By creating a unique platform that enables lending and other financial services around the globe, people in emerging markets are able to start and expand small businesses, manage day-to-day needs, and pursue their financial goals with confidence. Currently, over nine million people across Kenya, the Philippines, Mexico, and India have used Tala products. Due to our global team, we have a remote-first approach, and also have offices in Santa Monica, CA (HQ); Nairobi, Kenya; Mexico City, Mexico; Manila, the Philippines; and Bangalore, India.
Most Talazens join us because they connect with our mission. If you are energized by the impact you can make at Tala, we’d love to hear from you!
The Role
We are currently seeking a Senior Cloud Infrastructure Engineer with experience in MLOPs to design, implement, and maintain suitable infrastructure and best deployment practices of ML Pipelines and models. You will bring Machine Learning, AI infrastructure, and automation expertise with the knowledge of AWS cloud infrastructure and DevOps practice
What You'll Do
- Design, build, and maintain scalable and robust infrastructure for AI/ML (Artificial Intelligence / Machine Learning) systems, including cloud-based environments, containerization, and orchestration platforms
- Develop and implement CI/CD pipelines to automate the deployment, testing, and monitoring of AI/ML models and applications
- Evaluate and integrate new tools, technologies, and frameworks to improve the efficiency and effectiveness of our MLOps processes
- Design and manage Continuous deployment using Kubernetes, ArgoCD, and Jenkins
- Maintain related container registry and model registry.

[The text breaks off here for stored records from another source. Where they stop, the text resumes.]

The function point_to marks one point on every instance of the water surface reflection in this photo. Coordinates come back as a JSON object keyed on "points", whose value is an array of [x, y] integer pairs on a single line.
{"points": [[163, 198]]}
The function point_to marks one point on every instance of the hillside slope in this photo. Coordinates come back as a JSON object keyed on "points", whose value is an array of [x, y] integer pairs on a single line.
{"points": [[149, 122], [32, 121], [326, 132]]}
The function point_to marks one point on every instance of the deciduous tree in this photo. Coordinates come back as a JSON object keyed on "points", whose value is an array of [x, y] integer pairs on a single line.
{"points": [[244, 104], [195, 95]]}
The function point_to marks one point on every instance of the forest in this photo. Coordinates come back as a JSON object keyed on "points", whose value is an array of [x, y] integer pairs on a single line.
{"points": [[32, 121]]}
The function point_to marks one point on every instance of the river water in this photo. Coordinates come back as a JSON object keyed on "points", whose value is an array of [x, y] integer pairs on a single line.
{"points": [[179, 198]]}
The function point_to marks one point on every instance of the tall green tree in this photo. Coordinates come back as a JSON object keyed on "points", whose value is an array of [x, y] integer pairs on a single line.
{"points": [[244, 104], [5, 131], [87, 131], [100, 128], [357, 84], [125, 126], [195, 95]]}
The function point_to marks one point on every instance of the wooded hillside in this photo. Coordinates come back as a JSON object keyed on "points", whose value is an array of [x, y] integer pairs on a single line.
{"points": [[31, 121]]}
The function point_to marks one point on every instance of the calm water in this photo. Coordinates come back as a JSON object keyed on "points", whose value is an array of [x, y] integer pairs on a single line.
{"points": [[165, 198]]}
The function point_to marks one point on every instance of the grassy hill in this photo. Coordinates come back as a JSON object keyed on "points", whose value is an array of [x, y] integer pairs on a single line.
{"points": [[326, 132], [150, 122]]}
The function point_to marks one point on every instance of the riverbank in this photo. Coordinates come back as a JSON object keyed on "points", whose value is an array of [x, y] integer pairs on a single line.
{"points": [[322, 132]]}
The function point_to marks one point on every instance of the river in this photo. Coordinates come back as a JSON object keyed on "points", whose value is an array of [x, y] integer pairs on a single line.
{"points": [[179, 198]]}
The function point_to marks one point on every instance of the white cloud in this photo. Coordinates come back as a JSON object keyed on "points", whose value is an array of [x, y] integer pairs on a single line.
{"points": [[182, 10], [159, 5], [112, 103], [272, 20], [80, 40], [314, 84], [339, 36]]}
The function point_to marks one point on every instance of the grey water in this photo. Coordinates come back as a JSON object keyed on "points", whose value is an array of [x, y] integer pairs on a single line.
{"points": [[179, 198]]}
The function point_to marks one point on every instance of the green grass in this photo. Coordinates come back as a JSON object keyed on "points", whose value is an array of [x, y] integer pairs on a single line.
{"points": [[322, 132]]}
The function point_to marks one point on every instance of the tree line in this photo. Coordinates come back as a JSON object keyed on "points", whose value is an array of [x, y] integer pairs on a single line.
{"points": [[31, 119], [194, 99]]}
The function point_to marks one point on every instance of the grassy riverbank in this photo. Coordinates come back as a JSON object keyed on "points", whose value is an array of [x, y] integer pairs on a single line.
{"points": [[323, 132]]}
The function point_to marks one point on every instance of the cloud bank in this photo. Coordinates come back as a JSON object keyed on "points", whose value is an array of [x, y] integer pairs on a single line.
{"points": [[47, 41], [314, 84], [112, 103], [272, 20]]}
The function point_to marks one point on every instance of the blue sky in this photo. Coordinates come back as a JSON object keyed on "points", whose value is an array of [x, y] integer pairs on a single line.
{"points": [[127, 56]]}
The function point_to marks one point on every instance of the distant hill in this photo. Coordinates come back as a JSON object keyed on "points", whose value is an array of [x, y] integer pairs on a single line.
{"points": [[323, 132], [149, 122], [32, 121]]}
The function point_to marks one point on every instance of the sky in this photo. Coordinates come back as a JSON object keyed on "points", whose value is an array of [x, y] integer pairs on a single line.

- Monitor infrastructure utilization and costs pertaining to model training, inference, and GPU utilization
- Monitor and troubleshoot AI/ML systems to ensure high availability, performance, and reliability
What You'll Need
- 4+ years of experience as a DevOps Engineer
- 1 year of previous experience managing AI/ML infrastructure in public cloud environments
- In-depth hands-on experience with at least one public cloud platform, preferably AWS
- Experience with Python or any other programming language
- Experience with Docker and Kubernetes in production
- Experience with Continuous Deployment tools such as Jenkins or ArgoCD
- Experience with Logging and Monitoring tools for SaaS such as Sumo, Splunk, Datadog, etc
- Proficiency in English
Our vision is to build a new financial ecosystem where everyone can participate on equal footing and access the tools they need to be financially healthy. We strongly believe that inclusion fosters innovation and we’re proud to have a diverse global team that represents a multitude of backgrounds, cultures, and experience. We hire talented people regardless of race, religion, color, national origin, gender, gender expression, sexual orientation, age, marital status, veteran status, or disability status.